Imbroglio. En tout cas, il est difficile de dire pourquoi Me Matip n’est pas toujours rentré en possession de ses terres depuis trois ans. Après le verdict, une copie de l’expédition a été transmise à ce membre du gouvernement. En témoigne cette note de notification du greffier en chef de la Chambre administrative de la Cour suprême du 25 octobre 2013. Cette notification est restée lettre morte. Tout comme sont restées vaines toutes les démarches de Me Matip et de ses conseils pour amener Mme Koung à déclencher la procédure de réhabilitation des titres fonciers querellés.
Ne sachant plus à quel saint se vouer, il s’est vu obligé de solliciter l’intervention de la présidence de la République. Par une correspondance du 25 mai dernier, il a saisi la Première dame Chantal Biya. A la même date, la victime a sollicité l’arbitrage du chef de l’État. On peut dans cette dernière correspondance : «Monsieur le président de la République, lorsqu’on sait quelle importance vous accordez au principe de la séparation des pouvoirs qui vous est cher, quelle explication peut-on donner au refus d’exécuter une décision de justice exempte de tout recours ? Il s’agit ni plus ni moins des goulots d’étranglement et points de blocages administratifs que vous avez décriés dans votre discours du 31 décembre 2013 à la nation. Il s’agit de ces actes incompréhensibles de certains hommes et femmes de votre équipe, qui rament à contre-courant de votre politique gouvernementale et s’offrent ouvertement le sadique plaisir d’aller jusqu’à se placer au-dessus des institutions républicaines les plus respectables en piétinant librement et de manière imperturbable leurs décisions.»
[b]Inertie[/b]
Me Matip Benjamin n’a pas manqué de présenter au chef de l’État l’impasse dans laquelle l’inertie de la Mindcaf est en train de conduire son projet de construction de 10.000 logements sociaux : «Au demeurant, nous avons pris depuis plus d’une année des engagements fermes avec des opérateurs nationaux et étrangers soucieux de vous accompagner dans votre politique de promotion de l’habitat social. Ces partenariats ont commencé à porter du fruit. On enregistre à ce jour un accord de financement d’un montant de 226.191.400.000 francs Cfa obtenu par l’un de nos partenaires, la Société des travaux publics généraux (Stpg), auprès d’une banque chinoise par l’entremise de la China Railway Group Co, pour la construction de 10.000 logements sociaux sur le site objets de nos deux titres fonciers. (…) Malheureusement, les inerties administratives évoquées plus haut nous empêchent tout simplement d’avancer. Et il y a plus, elles nous placent dans la situation fort inconfortable d’être souvent traîné à un âge avancé dans des commissariats et peut-être bientôt à la justice par les partenaires qui tardent à se faire payer en nature ou en numéraire, les tires fonciers n’étant pas toujours réhabilités», peut-on également lire dans la correspondance.

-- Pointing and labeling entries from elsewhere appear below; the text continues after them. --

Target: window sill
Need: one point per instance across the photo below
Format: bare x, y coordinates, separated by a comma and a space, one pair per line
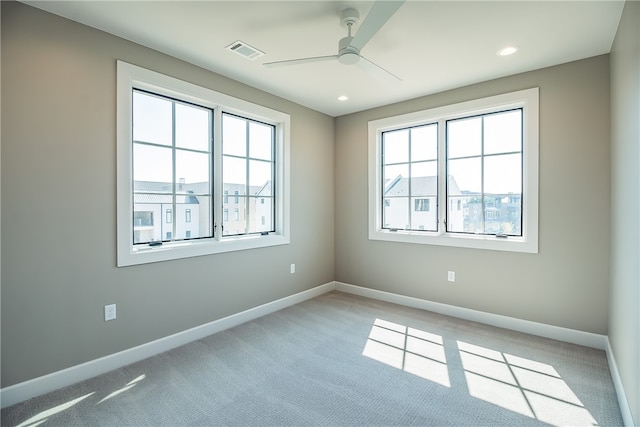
145, 254
509, 244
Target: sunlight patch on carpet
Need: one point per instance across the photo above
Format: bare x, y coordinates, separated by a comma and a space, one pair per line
417, 352
528, 387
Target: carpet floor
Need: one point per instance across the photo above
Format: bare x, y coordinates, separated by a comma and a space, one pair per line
344, 360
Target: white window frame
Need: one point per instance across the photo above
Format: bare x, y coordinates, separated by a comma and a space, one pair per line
129, 77
528, 242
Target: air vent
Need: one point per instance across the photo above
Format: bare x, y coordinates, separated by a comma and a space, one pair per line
243, 49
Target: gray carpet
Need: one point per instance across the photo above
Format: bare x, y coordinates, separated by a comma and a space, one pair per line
339, 360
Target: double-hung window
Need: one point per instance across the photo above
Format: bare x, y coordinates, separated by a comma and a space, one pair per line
461, 175
182, 149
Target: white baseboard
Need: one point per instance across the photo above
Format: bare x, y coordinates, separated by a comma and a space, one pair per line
547, 331
26, 390
625, 409
50, 382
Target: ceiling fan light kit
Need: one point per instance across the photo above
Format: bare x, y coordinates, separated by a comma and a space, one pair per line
349, 47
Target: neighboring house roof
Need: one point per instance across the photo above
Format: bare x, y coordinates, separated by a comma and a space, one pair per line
142, 188
420, 186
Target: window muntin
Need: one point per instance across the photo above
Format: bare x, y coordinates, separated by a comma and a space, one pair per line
181, 238
506, 207
171, 165
409, 177
249, 169
484, 165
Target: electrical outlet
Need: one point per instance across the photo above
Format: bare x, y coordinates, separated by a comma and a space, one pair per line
109, 312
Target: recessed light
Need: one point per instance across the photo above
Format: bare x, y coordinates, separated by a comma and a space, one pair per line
506, 51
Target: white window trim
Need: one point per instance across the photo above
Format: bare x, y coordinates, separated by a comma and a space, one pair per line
131, 76
528, 243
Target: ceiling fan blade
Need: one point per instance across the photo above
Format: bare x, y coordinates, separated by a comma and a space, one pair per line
377, 72
379, 14
300, 61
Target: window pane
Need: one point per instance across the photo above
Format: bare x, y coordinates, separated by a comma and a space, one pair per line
395, 147
424, 215
465, 175
424, 143
152, 163
396, 213
396, 180
261, 141
234, 135
503, 174
259, 175
236, 222
503, 132
192, 219
234, 171
260, 214
192, 168
424, 180
152, 119
464, 137
192, 127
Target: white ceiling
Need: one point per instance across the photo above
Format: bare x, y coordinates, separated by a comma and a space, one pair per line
431, 45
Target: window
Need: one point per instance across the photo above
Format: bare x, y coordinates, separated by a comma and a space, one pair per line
421, 205
461, 175
181, 150
249, 167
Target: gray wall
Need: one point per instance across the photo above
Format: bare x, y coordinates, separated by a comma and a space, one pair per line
58, 206
566, 283
624, 311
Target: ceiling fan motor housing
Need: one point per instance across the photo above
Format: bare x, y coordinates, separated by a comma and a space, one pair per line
349, 17
347, 54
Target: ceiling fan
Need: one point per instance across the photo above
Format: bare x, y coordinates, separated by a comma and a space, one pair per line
349, 47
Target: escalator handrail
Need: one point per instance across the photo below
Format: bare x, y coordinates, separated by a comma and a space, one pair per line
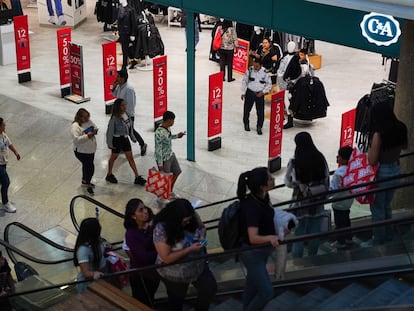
10, 248
407, 220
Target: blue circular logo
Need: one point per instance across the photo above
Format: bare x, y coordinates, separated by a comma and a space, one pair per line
380, 29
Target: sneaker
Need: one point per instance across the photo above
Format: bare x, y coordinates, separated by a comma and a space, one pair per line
140, 181
174, 196
143, 149
52, 20
111, 178
9, 208
337, 244
61, 20
366, 244
90, 190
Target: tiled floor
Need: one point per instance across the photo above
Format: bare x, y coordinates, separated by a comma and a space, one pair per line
38, 121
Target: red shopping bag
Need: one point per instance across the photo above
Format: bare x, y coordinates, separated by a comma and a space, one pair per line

Si cette affaire n’était pas en train d’hypothéquer des investissements importants et de constituer le drame de la faillite d’un Camerounais, on aurait souri de voir le chef de l’État obligé d’intervenir pour l’application d’une décision de justice. Mais, il se trouve que de plus en plus, certains collaborateurs du président de la République renoncent à leur engagement, l’obligeant à tout faire. Au demeurant, il est à espérer que cette énième démission de Mme Koung à Bessiké sera sévèrement punie pour servir d’exemple.